Jacques Desjardins DMA, composer, professor
of theory and writing skills, École de musique, Université de
Sherbrooke
CD Review : Die schöne Müllerin by
Wah Keung Chan
Of the many interpretations on recordings
of Schubert's Die schöne Müllerin, the two universally recommended
are those of Fritz Wunderlich and Dietrich Fischer-Dieskau.
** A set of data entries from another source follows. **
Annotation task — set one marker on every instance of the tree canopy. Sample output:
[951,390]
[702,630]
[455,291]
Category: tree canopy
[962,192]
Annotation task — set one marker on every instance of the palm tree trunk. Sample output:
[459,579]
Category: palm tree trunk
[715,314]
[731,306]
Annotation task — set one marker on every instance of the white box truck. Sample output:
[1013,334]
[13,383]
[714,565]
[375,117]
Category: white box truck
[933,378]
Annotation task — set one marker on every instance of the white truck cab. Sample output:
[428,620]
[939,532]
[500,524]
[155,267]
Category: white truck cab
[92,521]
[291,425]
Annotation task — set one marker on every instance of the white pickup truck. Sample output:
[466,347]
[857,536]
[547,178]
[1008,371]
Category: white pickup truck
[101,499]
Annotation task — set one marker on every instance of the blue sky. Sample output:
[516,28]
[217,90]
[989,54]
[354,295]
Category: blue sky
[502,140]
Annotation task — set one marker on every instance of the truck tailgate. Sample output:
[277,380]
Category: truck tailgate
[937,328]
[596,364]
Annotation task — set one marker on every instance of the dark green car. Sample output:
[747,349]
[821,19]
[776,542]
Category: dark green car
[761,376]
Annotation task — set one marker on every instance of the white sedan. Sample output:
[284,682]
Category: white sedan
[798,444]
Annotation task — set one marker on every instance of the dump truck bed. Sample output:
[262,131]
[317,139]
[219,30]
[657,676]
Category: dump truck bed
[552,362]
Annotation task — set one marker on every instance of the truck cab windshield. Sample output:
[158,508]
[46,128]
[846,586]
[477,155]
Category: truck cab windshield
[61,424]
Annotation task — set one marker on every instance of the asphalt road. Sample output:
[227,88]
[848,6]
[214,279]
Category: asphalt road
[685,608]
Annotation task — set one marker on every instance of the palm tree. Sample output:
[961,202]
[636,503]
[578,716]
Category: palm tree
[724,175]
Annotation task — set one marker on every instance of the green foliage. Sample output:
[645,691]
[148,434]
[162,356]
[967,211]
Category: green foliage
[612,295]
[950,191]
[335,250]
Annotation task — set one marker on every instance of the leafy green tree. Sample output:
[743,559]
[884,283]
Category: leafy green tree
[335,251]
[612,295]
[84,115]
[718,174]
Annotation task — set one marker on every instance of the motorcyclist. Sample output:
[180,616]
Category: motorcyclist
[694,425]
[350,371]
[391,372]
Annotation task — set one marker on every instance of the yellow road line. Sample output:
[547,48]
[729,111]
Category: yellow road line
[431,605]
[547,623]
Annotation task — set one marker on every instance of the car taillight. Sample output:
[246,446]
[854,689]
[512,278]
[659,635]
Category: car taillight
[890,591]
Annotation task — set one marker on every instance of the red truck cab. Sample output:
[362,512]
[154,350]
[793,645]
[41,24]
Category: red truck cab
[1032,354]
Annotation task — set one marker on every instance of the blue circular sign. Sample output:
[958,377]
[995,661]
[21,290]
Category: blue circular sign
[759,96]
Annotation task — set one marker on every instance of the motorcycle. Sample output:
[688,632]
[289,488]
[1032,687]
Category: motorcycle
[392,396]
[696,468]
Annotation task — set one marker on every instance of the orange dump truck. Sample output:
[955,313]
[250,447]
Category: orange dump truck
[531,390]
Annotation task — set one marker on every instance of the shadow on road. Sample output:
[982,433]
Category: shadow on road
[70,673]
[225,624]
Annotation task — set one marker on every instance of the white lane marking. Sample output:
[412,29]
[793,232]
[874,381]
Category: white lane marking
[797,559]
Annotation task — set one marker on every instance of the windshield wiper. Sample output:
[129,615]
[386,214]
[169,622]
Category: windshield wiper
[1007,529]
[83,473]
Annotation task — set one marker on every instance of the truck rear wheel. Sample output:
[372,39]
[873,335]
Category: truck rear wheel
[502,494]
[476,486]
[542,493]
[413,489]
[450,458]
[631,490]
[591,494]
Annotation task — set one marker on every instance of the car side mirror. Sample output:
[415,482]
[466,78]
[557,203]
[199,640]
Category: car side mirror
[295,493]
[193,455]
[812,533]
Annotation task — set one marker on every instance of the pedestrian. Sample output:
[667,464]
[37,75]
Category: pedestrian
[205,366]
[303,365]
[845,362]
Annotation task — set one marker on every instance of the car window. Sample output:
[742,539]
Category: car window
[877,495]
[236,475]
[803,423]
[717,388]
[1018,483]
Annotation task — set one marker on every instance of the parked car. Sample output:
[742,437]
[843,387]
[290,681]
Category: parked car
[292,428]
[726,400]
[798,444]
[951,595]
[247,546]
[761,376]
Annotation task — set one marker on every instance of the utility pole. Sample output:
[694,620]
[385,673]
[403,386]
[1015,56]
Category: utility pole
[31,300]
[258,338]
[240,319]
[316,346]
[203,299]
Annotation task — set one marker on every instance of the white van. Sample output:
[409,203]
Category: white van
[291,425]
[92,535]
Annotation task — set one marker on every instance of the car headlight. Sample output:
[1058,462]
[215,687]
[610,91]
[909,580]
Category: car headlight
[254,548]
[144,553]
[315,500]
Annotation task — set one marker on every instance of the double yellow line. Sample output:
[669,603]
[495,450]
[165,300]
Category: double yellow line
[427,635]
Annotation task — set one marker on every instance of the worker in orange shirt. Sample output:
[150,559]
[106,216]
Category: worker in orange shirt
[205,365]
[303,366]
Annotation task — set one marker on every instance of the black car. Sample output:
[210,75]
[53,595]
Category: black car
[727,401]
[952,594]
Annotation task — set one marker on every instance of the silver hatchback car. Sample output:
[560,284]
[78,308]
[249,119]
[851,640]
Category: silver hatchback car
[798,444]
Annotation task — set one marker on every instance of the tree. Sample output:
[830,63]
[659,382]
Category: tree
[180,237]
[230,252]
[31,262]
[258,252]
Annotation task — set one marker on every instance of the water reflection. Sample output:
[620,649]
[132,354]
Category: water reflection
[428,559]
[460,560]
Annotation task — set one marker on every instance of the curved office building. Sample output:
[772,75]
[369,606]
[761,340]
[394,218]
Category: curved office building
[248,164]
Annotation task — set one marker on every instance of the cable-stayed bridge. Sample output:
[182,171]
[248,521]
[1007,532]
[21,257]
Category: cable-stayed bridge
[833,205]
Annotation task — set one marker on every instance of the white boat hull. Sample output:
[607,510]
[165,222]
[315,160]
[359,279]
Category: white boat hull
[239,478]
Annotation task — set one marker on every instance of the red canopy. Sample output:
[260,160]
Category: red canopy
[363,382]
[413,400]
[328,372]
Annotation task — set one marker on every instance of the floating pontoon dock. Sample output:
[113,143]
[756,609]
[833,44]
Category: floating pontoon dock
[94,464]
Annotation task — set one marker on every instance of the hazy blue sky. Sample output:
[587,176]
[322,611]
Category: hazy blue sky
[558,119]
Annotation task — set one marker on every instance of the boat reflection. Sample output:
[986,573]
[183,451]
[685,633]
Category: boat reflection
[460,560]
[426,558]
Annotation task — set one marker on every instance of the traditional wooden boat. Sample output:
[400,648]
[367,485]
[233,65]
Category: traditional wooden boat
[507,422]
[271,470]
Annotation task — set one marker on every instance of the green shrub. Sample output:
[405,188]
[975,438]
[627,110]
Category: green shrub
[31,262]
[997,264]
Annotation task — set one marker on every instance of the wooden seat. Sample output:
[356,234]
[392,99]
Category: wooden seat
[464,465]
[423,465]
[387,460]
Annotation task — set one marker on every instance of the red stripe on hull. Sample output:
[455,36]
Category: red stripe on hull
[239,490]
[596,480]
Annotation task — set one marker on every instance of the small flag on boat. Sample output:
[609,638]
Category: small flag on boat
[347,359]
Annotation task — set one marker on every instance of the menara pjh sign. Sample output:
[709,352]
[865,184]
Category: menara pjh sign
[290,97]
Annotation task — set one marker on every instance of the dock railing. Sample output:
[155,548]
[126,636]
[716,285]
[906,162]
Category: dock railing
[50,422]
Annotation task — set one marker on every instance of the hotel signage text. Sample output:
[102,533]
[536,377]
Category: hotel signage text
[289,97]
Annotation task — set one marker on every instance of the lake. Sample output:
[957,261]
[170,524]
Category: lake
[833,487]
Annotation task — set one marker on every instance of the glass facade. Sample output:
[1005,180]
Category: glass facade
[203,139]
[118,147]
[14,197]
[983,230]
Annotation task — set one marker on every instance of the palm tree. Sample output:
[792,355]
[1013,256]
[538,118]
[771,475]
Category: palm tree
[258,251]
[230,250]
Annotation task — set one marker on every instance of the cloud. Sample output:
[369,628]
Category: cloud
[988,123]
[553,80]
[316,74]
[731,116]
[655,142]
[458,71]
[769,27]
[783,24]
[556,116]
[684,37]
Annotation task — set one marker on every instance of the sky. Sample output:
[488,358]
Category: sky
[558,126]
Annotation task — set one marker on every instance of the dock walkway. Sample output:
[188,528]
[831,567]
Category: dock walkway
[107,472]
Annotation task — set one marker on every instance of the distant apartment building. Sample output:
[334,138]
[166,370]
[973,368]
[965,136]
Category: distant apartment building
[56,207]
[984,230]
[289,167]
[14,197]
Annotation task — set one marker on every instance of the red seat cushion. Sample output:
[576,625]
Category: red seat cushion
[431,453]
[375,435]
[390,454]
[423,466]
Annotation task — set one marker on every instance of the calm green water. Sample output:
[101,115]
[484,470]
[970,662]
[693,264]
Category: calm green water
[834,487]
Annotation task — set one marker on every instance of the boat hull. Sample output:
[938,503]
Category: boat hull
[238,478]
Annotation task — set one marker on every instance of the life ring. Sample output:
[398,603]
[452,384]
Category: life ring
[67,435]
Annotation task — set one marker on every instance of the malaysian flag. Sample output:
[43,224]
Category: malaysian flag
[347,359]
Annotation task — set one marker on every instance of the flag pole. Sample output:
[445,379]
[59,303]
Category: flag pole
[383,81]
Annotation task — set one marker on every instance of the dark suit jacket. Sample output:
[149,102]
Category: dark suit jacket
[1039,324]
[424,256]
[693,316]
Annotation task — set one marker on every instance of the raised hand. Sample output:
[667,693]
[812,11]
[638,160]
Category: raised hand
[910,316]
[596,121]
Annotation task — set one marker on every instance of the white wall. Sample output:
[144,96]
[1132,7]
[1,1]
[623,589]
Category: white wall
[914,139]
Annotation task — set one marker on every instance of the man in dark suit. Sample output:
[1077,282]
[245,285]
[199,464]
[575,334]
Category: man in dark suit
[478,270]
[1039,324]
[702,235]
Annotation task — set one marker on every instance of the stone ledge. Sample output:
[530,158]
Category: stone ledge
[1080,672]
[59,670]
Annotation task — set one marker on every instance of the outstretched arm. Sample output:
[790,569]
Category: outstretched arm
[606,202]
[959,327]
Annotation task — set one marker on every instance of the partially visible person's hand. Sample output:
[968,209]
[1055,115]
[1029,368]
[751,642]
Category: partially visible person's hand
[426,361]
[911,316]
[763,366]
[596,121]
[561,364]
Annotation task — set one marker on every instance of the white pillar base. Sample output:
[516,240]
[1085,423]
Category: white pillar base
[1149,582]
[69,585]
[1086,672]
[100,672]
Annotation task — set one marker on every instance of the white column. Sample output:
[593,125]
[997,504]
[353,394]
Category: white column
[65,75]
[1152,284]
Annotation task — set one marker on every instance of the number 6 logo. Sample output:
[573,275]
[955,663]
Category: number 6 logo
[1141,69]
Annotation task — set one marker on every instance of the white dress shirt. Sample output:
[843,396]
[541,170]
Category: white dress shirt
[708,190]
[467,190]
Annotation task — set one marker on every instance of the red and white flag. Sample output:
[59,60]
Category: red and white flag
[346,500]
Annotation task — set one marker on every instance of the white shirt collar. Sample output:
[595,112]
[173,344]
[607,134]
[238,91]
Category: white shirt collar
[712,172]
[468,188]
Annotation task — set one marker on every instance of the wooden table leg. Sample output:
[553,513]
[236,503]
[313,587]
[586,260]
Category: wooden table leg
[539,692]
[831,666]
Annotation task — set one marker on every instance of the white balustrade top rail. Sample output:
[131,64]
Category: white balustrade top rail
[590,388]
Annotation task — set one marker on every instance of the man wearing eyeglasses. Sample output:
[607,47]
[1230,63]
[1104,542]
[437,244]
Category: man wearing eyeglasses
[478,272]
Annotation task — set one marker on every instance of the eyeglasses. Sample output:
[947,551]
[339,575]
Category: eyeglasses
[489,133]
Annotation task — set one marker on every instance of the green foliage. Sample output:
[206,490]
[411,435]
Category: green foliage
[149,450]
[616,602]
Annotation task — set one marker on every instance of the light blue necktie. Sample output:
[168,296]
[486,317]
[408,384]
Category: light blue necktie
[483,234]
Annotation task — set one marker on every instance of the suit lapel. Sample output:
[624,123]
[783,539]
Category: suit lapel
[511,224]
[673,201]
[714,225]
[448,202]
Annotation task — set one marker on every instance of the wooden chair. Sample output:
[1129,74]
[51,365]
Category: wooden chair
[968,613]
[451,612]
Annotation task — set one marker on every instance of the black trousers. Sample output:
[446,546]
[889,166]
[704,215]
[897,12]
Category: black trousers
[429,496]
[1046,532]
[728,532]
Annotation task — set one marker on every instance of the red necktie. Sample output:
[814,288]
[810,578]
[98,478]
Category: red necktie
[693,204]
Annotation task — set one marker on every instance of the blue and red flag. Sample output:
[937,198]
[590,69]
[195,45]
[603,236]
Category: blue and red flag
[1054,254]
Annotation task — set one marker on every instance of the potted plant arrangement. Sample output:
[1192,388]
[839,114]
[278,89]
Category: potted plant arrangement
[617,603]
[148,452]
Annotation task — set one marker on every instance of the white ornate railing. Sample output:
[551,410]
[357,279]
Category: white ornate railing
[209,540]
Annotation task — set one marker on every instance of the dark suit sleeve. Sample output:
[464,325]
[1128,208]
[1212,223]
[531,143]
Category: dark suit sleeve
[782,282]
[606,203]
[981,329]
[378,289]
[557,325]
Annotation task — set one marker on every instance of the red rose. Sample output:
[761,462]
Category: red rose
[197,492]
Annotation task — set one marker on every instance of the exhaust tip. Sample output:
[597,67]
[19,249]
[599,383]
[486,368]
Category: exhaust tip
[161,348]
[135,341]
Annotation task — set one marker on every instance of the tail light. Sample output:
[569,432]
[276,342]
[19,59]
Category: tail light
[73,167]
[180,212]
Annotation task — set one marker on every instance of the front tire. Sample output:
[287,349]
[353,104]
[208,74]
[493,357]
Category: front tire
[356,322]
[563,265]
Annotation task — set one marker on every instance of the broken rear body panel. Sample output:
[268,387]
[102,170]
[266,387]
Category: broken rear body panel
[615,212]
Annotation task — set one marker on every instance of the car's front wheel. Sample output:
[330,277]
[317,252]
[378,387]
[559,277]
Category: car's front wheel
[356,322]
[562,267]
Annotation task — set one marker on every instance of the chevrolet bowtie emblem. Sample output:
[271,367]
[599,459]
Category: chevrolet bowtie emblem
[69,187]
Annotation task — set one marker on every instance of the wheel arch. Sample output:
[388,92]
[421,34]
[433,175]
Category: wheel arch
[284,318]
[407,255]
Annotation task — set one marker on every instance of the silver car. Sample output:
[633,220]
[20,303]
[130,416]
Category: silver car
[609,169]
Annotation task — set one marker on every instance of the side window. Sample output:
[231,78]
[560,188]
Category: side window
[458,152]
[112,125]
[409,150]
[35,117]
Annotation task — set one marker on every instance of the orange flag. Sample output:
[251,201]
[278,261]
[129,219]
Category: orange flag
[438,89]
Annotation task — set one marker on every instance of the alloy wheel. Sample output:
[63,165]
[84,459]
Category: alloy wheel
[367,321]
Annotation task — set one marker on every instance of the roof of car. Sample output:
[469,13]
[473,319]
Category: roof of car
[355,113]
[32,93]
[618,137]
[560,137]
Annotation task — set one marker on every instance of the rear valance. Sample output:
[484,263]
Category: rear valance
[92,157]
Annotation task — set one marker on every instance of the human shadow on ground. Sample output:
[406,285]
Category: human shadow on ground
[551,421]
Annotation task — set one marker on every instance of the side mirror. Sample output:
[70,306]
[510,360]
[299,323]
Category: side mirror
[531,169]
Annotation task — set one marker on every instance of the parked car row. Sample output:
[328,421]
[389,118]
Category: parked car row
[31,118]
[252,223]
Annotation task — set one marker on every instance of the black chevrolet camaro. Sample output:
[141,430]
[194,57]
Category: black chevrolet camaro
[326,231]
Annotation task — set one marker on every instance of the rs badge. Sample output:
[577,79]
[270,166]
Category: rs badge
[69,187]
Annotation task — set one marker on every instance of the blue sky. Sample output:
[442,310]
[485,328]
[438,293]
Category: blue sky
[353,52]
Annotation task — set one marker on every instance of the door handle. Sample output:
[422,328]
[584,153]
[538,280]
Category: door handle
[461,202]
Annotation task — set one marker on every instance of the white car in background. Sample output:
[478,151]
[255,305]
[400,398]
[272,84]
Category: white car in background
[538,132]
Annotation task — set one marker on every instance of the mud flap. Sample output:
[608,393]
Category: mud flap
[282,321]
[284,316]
Wunderlich's recording with pianist Hubert Giesen (DG 423 956-2) is
known for great voice and a fantastic legato. It has recently been
re released under 'The Originals' series. Fischer-Dieskau's many
recordings with accompanist Gerald Moore are known for sensitivity
of style.
Tenor Peter Schreier is also recognized as a
great interpreter. Unfortunately, the Gramophone Award winning
recording with pianist András Schiff on London-Decca has been
deleted from the catalogue in North America and is no longer
available. Fortunately, Berlin Classics has recently release two
schöne Müllerins featuring Schreier, one a 1974 recording with
pianist Walter Olbertz (0092842BC) while the second is a 1982
recording with guitarist Konrad Ragossnig (0011232BC). Both find
Schreier in good youthful voice and his interpretations are
consistently good. The later version with guitar accompaniment is
closely miked thus giving the impression of an intimate salon
recital. To accomplish a just balance with guitar Schreier scales
back his voice. It is quite well done; though not suited to my
taste, it should appeal to the record buying public used to closed
miking. There are some limitations inherent within the confines of a
guitar reduction of a piano score. Certain songs such as Ungeduld
found Ragossnig challenged to play all the notes in tempo. Most
other songs were taken at a slower than usual tempo, but Schreier
hold them together with a great sense of line. The earlier version
with Olbertz is a more standard sound recording with voice and
piano. Naturally, Schreier is in younger voice, yet the musical line
is already there and reveals a consummate musician.